A flexible R package for nonnegative matrix factorization

Affiliations

A flexible R package for nonnegative matrix factorization

Renaud Gaujoux et al. BMC Bioinformatics. .

Abstract

Background: Nonnegative Matrix Factorization (NMF) is an unsupervised learning technique that has been applied successfully in several fields, including signal processing, face recognition and text mining. Recent applications of NMF in bioinformatics have demonstrated its ability to extract meaningful information from high-dimensional data such as gene expression microarrays. Developments in NMF theory and applications have resulted in a variety of algorithms and methods. However, most NMF implementations have been on commercial platforms, while those that are freely available typically require programming skills. This limits their use by the wider research community.

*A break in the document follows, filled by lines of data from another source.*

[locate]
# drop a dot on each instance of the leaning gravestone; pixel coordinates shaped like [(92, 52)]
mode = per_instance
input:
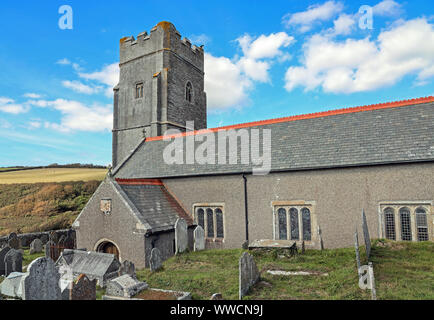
[(13, 262), (41, 281), (199, 239), (181, 235), (83, 289), (36, 246), (127, 267), (248, 274), (3, 253), (14, 243), (156, 261), (366, 234)]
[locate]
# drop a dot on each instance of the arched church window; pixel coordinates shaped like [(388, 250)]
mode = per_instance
[(305, 214), (219, 223), (210, 222), (281, 214), (389, 223), (293, 216), (201, 218), (404, 214), (422, 224), (189, 92)]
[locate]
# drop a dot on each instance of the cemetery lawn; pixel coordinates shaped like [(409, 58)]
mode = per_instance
[(402, 271)]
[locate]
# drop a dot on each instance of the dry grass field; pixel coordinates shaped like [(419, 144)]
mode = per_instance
[(52, 175)]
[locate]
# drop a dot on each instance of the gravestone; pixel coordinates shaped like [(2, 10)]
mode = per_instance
[(127, 267), (3, 253), (125, 286), (14, 243), (199, 238), (11, 286), (366, 234), (69, 242), (41, 281), (156, 260), (13, 262), (83, 289), (181, 235), (248, 274), (54, 237), (44, 238), (320, 242), (356, 247), (35, 246)]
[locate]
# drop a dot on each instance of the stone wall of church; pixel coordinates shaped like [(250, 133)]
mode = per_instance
[(336, 197)]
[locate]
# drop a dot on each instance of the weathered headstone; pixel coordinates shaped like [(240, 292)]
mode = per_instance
[(3, 253), (366, 234), (11, 286), (181, 235), (41, 281), (35, 246), (14, 243), (356, 247), (199, 238), (125, 286), (321, 243), (127, 267), (13, 262), (156, 260), (54, 237), (83, 289), (248, 274)]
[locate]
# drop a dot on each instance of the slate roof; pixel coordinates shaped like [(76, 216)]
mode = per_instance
[(398, 132), (155, 204)]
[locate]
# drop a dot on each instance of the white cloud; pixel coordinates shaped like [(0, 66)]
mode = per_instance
[(108, 75), (199, 39), (8, 105), (63, 61), (363, 65), (77, 86), (343, 25), (32, 95), (315, 13), (225, 86), (387, 8), (79, 117), (227, 82)]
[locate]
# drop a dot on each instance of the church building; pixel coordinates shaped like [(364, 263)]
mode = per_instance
[(322, 170)]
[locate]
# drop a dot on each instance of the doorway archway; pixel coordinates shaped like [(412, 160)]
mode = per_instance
[(107, 246)]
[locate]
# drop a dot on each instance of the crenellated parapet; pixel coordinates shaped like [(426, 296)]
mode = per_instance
[(162, 37)]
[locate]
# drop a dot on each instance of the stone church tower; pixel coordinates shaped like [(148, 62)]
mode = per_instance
[(161, 86)]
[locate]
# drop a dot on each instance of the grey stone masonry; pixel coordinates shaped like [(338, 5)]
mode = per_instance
[(248, 274), (13, 261), (36, 246), (181, 235), (156, 260), (199, 239), (3, 252), (151, 95), (41, 281)]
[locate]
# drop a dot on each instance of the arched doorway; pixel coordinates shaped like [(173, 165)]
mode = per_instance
[(108, 247)]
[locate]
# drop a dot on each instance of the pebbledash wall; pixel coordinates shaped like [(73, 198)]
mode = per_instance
[(336, 210)]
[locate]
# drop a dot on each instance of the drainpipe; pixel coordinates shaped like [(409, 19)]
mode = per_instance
[(246, 210)]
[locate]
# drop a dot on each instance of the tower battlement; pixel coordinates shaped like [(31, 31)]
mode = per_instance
[(162, 37)]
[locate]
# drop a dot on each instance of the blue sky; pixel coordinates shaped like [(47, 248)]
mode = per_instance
[(263, 60)]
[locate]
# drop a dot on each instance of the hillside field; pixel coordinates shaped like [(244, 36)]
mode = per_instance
[(45, 199), (52, 175)]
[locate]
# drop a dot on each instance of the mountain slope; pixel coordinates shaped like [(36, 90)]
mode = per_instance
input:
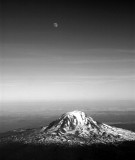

Results: Our objective is to provide the bioinformatics community with an open-source, easy-to-use and unified interface to standard NMF algorithms, as well as with a simple framework to help implement and test new NMF methods. For that purpose, we have developed a package for the R/BioConductor platform. The package ports public code to R, and is structured to enable users to easily modify and/or add algorithms. It includes a number of published NMF algorithms and initialization methods and facilitates the combination of these to produce new NMF strategies. Commonly used benchmark data and visualization methods are provided to help in the comparison and interpretation of the results.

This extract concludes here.